Balancing my Desire for Spontaneous Intimacy While Pursuing a Committed Partnership
Being a gay man approaching 50, I’ve spent many, largely pleasurable years pursuing spontaneous encounters with other men from my teenage years. In my 30s, I had a serious relationship that lasted four years, but it never fully satisfied me, because I didn't experience love or sexually nourished. Truthfully, I have always craved uncommitted intimacy. Whenever I begin to date a potential partner, when the initial excitement dwindles, I always get the urge to have sex with new partners once more.
Reflecting on the Feasibility of Exclusive Commitment
I am now wondering whether it's possible for me to maintain a faithful partnership. I'm aware that numerous homosexual males engage in open relationships, yet when I’ve witnessed them, they have seemed demanding, frequently resulting in significant pain and jealousy for everyone involved. In many ways, I desire a partner to love me while allowing me to remain sexually free, however I dread to imagine the psychological toll this might create. Is it best to keep having casual sex and acknowledge that a long-term relationship is not possible? I feel somewhat confused.

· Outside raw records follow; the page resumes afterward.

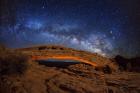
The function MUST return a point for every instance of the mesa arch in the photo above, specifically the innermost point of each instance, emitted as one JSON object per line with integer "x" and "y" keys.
{"x": 64, "y": 58}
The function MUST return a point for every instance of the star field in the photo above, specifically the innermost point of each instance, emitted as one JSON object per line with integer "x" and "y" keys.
{"x": 106, "y": 27}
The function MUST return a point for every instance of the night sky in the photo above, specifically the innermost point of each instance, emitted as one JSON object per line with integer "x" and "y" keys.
{"x": 106, "y": 27}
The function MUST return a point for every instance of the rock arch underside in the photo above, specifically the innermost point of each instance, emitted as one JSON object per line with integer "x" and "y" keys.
{"x": 63, "y": 53}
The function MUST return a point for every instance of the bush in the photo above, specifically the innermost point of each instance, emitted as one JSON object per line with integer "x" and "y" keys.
{"x": 12, "y": 62}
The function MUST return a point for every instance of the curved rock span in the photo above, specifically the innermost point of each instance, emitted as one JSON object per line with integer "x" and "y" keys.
{"x": 63, "y": 53}
{"x": 64, "y": 58}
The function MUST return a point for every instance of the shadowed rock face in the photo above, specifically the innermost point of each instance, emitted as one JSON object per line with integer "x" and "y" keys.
{"x": 132, "y": 64}
{"x": 59, "y": 52}
{"x": 78, "y": 78}
{"x": 73, "y": 78}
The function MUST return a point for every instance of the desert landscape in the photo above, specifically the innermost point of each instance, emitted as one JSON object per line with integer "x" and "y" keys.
{"x": 25, "y": 71}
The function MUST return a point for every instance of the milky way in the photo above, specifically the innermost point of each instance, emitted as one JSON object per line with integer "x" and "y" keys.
{"x": 106, "y": 27}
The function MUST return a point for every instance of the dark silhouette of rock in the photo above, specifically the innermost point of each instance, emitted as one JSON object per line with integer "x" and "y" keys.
{"x": 125, "y": 64}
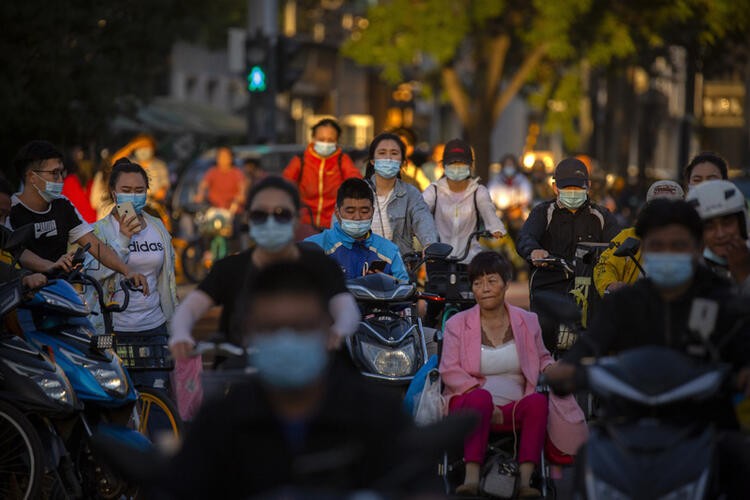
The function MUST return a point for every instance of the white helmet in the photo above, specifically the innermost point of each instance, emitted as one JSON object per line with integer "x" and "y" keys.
{"x": 716, "y": 198}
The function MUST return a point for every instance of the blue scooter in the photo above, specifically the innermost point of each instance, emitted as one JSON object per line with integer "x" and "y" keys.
{"x": 56, "y": 321}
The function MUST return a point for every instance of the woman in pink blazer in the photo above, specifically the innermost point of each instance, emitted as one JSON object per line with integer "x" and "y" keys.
{"x": 492, "y": 357}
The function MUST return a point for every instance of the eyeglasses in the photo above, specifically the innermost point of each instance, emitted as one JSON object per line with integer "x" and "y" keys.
{"x": 58, "y": 173}
{"x": 280, "y": 215}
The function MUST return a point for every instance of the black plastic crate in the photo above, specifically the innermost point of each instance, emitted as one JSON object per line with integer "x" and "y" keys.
{"x": 144, "y": 352}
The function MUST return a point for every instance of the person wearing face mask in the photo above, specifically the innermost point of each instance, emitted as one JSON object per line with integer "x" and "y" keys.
{"x": 459, "y": 203}
{"x": 273, "y": 214}
{"x": 303, "y": 423}
{"x": 351, "y": 242}
{"x": 56, "y": 222}
{"x": 400, "y": 214}
{"x": 722, "y": 207}
{"x": 657, "y": 311}
{"x": 555, "y": 228}
{"x": 319, "y": 172}
{"x": 143, "y": 242}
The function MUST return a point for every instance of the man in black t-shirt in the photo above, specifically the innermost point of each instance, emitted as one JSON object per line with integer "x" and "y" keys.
{"x": 273, "y": 206}
{"x": 55, "y": 221}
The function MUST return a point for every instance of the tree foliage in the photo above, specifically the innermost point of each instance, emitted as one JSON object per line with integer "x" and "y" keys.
{"x": 487, "y": 51}
{"x": 71, "y": 66}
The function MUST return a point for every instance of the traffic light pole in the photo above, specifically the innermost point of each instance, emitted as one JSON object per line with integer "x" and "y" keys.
{"x": 262, "y": 37}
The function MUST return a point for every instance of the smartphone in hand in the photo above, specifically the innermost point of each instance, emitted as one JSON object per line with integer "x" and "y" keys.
{"x": 125, "y": 210}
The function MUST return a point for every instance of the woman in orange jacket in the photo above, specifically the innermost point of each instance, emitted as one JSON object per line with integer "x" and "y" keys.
{"x": 319, "y": 172}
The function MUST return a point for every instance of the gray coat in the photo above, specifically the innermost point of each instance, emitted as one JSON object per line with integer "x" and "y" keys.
{"x": 409, "y": 217}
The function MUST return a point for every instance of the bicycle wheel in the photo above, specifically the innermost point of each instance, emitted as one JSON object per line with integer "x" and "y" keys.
{"x": 158, "y": 414}
{"x": 194, "y": 264}
{"x": 21, "y": 455}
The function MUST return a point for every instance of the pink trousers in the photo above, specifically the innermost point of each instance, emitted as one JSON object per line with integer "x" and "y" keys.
{"x": 531, "y": 424}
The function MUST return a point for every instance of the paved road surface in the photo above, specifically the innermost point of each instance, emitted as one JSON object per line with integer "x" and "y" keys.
{"x": 518, "y": 295}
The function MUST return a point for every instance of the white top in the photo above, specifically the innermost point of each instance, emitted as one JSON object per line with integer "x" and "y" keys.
{"x": 146, "y": 257}
{"x": 380, "y": 223}
{"x": 502, "y": 369}
{"x": 456, "y": 216}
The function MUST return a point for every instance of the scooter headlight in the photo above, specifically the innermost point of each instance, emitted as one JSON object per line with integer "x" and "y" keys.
{"x": 390, "y": 362}
{"x": 52, "y": 384}
{"x": 111, "y": 378}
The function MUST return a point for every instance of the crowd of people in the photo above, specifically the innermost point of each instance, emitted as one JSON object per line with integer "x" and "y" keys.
{"x": 286, "y": 295}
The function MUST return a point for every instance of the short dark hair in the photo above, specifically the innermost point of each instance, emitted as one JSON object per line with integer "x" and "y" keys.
{"x": 290, "y": 277}
{"x": 488, "y": 262}
{"x": 356, "y": 189}
{"x": 275, "y": 182}
{"x": 5, "y": 186}
{"x": 384, "y": 136}
{"x": 125, "y": 166}
{"x": 663, "y": 212}
{"x": 707, "y": 157}
{"x": 34, "y": 152}
{"x": 327, "y": 122}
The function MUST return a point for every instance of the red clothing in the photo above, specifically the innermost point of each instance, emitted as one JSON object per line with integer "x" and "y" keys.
{"x": 223, "y": 186}
{"x": 80, "y": 197}
{"x": 321, "y": 178}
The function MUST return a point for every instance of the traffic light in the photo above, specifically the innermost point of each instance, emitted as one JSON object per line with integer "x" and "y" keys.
{"x": 290, "y": 64}
{"x": 257, "y": 54}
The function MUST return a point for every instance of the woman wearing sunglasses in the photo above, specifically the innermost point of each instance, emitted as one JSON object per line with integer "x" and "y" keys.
{"x": 273, "y": 214}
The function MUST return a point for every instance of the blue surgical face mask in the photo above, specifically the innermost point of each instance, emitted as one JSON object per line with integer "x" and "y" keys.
{"x": 137, "y": 199}
{"x": 287, "y": 359}
{"x": 356, "y": 228}
{"x": 573, "y": 198}
{"x": 51, "y": 191}
{"x": 325, "y": 148}
{"x": 457, "y": 171}
{"x": 386, "y": 167}
{"x": 272, "y": 235}
{"x": 709, "y": 254}
{"x": 668, "y": 270}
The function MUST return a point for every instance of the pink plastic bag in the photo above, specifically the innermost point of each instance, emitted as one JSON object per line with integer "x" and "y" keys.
{"x": 186, "y": 382}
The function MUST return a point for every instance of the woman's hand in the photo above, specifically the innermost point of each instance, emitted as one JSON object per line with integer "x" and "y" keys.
{"x": 497, "y": 416}
{"x": 130, "y": 226}
{"x": 181, "y": 350}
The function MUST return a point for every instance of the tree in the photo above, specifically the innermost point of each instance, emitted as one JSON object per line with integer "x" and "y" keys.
{"x": 486, "y": 51}
{"x": 71, "y": 67}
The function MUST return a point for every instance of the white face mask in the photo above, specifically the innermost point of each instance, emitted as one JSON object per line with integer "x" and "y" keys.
{"x": 325, "y": 148}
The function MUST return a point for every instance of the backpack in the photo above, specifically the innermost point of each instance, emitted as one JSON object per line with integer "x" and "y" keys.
{"x": 301, "y": 158}
{"x": 480, "y": 223}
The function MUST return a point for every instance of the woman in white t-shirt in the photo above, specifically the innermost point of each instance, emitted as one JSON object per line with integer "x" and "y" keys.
{"x": 144, "y": 244}
{"x": 459, "y": 203}
{"x": 400, "y": 213}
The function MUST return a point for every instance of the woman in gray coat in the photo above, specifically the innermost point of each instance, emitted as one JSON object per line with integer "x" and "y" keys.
{"x": 401, "y": 215}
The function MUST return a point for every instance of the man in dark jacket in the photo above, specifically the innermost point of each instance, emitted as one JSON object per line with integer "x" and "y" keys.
{"x": 304, "y": 422}
{"x": 554, "y": 229}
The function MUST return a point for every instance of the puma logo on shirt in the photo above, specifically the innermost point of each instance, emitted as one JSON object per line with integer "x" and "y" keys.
{"x": 46, "y": 228}
{"x": 144, "y": 246}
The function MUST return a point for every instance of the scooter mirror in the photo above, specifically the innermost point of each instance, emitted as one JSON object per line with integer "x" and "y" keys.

Every person’s intimate path varies. Try not to think about what you require in partnerships or your capacity to handle different types of intimate connections as fixed. Your needs as you are experiencing them now could easily shift down the road; eventually you may find yourself more decisive and find some clarity and a suitable route … or not. At some point you might meet someone offering a life-changing chance to you through mirroring your desires completely … and later on you might decide that non-committal encounters suit you best. Fretting over what lies ahead and engaging in the “What if?” game is simply rooted in fear and squandering of your efforts. Try to be present in your relationships, and see the worth of every individual with whom you might have a sexual connection. If and when you are ever ready to strengthen true intimacy with one partner, you will know.
- The psychotherapist is a American therapy professional focusing on addressing sexual disorders.